A Lisbon native on her favorite way to eat Portugal’s sanctified salt cod.

In a country where the humble salt cod is almost sanctified, and where they say there are at least 365 different ways to cook it, my favorite dish—as a lisboeta—is one that is claimed to have been invented in my home city. I just can’t help myself: when I see bacalhau à Brás on a menu I find it hard not to order it. It’s a complicated name—it is pronounced baka-low, to rhyme with wow, with the lh sound similar to the gl in Italian—for what is, in essence, quite a simple preparation using straightforward ingredients.

The salt cod is rehydrated until it is rendered juicy again, and the flakes of fish are separated and mixed together with crispy shoestring fries and lightly scrambled eggs. It’s a common staple in tascas—those humble little restaurants found across Portugal, that are often mom-and-pop affairs—as well as in some of the most high-end restaurants.

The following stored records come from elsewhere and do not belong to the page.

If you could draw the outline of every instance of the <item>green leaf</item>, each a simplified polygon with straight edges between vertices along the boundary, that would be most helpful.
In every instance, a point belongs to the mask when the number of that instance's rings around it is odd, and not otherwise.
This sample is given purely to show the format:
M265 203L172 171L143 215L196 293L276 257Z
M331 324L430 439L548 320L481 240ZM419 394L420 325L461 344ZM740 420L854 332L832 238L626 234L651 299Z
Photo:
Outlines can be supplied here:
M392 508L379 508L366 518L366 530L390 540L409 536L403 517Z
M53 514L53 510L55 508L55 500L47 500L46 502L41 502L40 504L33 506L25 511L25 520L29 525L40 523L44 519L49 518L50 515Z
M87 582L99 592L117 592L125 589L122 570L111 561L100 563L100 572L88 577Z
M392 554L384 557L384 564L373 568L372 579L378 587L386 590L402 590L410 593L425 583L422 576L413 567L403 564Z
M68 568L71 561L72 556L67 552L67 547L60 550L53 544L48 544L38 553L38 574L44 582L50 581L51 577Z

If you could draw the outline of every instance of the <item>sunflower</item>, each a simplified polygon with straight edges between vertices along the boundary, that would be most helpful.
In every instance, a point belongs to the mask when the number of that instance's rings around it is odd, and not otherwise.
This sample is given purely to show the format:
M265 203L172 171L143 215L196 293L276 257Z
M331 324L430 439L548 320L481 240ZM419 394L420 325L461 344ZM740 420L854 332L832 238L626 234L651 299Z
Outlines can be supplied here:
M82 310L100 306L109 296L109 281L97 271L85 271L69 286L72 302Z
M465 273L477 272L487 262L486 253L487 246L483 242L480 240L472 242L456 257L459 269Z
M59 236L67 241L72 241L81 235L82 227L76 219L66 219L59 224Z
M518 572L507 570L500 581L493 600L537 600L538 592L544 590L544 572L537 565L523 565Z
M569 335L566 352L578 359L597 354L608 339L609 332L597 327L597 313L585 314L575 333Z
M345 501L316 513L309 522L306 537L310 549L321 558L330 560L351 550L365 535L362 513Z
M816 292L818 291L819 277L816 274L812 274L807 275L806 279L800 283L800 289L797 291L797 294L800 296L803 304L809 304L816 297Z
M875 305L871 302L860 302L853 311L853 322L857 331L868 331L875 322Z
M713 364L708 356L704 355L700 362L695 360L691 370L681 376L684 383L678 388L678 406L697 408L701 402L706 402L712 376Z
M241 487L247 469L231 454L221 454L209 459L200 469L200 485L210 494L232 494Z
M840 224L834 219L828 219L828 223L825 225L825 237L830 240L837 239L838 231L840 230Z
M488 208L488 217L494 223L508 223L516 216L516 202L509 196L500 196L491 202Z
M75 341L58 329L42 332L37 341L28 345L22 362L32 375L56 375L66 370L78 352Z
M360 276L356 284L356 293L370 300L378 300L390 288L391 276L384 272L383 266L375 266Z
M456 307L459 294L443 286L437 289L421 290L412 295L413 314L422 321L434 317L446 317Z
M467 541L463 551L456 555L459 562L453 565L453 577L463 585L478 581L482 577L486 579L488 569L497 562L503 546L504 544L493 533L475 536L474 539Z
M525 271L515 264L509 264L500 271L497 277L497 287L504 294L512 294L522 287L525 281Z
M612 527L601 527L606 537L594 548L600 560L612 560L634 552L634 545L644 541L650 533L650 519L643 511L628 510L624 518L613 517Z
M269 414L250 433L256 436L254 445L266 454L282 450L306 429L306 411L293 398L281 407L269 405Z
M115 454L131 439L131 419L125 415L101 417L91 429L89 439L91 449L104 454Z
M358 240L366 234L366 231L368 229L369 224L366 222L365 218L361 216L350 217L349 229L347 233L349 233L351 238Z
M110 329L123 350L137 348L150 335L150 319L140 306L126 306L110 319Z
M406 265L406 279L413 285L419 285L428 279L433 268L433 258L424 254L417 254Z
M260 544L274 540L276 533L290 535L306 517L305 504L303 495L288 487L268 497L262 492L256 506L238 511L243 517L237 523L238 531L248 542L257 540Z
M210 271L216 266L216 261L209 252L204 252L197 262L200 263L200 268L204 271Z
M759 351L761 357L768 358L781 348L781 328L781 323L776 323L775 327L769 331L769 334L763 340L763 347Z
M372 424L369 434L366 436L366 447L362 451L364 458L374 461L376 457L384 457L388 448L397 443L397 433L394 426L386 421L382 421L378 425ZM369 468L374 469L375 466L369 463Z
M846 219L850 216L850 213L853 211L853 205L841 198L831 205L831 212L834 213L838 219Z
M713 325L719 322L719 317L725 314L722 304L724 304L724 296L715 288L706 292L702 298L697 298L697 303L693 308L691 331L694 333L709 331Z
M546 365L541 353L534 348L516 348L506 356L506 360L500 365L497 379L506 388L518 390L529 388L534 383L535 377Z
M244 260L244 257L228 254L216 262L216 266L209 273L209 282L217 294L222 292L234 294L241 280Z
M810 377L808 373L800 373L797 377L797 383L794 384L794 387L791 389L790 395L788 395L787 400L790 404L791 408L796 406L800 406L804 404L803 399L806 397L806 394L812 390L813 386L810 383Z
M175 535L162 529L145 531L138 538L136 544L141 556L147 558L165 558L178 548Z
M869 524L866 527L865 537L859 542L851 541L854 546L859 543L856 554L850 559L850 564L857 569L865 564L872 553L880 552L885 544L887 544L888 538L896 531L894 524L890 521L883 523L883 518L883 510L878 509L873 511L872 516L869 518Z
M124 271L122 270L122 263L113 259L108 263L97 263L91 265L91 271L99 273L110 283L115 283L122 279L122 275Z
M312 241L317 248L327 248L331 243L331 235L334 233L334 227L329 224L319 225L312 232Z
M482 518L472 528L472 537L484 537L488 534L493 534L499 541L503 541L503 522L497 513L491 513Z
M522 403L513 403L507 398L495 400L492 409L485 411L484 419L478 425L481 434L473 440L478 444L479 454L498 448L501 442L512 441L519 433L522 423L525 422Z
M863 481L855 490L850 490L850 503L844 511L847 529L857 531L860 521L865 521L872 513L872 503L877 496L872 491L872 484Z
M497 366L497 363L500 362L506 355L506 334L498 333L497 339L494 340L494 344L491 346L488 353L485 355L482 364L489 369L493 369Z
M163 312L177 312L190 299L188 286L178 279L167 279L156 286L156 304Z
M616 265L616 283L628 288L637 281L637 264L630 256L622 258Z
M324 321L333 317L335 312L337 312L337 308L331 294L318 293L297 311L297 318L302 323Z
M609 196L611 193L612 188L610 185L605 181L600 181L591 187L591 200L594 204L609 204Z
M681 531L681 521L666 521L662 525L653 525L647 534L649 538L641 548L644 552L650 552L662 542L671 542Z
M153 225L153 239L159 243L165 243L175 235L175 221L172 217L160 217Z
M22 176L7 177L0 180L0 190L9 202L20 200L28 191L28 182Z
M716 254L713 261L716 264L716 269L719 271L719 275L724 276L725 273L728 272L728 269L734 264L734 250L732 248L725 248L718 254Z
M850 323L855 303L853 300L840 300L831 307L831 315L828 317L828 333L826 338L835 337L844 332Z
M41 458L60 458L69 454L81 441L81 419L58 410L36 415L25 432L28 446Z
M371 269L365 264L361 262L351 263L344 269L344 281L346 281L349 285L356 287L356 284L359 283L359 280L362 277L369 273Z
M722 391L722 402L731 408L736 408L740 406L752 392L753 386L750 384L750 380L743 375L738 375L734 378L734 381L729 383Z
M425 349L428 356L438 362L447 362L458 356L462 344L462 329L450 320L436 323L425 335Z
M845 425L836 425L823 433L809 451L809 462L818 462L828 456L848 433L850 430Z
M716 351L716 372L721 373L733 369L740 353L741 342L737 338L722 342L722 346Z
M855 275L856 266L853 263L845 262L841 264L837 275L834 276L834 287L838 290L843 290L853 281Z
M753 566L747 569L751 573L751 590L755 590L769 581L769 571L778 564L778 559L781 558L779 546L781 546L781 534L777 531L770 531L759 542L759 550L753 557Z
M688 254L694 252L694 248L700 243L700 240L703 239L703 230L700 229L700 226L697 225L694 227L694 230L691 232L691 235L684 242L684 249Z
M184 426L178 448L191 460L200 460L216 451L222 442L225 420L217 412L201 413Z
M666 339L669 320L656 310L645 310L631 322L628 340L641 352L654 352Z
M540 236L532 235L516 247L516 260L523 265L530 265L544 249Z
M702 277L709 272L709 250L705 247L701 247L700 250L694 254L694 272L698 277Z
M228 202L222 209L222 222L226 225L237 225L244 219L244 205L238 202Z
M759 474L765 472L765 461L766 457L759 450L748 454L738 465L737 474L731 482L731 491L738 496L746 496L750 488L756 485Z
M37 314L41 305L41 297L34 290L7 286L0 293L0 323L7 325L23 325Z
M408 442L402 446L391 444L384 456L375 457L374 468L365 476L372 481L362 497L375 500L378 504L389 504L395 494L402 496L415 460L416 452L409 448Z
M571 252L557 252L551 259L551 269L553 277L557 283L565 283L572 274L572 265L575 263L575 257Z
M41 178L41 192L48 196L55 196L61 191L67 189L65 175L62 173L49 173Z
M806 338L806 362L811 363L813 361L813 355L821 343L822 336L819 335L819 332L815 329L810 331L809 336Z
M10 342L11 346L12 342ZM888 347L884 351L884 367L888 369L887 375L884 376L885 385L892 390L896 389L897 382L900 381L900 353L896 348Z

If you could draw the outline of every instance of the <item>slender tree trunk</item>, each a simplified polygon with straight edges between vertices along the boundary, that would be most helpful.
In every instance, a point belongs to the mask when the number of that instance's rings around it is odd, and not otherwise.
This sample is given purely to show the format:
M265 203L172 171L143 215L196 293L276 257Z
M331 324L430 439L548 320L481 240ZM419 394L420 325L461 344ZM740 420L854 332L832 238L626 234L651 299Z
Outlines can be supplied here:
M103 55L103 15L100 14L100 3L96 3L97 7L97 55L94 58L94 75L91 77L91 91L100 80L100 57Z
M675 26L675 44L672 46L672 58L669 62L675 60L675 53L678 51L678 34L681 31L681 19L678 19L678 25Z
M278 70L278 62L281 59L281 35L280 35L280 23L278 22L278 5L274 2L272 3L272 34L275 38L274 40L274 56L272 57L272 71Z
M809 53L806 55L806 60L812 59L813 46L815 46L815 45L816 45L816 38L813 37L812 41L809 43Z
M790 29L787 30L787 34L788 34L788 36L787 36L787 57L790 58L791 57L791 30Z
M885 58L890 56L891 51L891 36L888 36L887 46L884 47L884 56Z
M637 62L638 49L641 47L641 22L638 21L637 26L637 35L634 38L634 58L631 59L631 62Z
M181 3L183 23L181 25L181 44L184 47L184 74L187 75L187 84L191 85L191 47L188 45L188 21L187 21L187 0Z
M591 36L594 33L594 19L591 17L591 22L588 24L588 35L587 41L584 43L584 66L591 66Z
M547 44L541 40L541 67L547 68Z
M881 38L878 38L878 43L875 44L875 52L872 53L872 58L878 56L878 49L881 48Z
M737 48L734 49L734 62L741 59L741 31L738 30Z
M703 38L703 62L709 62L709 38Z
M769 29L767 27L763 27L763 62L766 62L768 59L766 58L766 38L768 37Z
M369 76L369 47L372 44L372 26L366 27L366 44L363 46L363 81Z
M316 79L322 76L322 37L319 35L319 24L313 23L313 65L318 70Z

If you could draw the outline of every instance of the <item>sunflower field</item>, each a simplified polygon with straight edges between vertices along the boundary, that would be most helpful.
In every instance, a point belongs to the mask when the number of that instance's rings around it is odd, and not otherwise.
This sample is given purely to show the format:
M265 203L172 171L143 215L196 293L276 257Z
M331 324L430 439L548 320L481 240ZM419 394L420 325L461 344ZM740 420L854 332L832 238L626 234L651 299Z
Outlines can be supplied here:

Bacalhau à Brás can take salt cod to another level or easily downgrade it to a salty and disappointing mash. I’ve seen outlandish versions created by some of the country’s top chefs, but I’m a puritan about it: it’s the simplicity of flavors that take me back to childhood that I crave, not a wobbling tower created from twirls of potatoes held together with fish and eggs. As a newspaper journalist, working long shifts, this was the meal that would fortify me and keep me going as the old daily print deadline began to loom.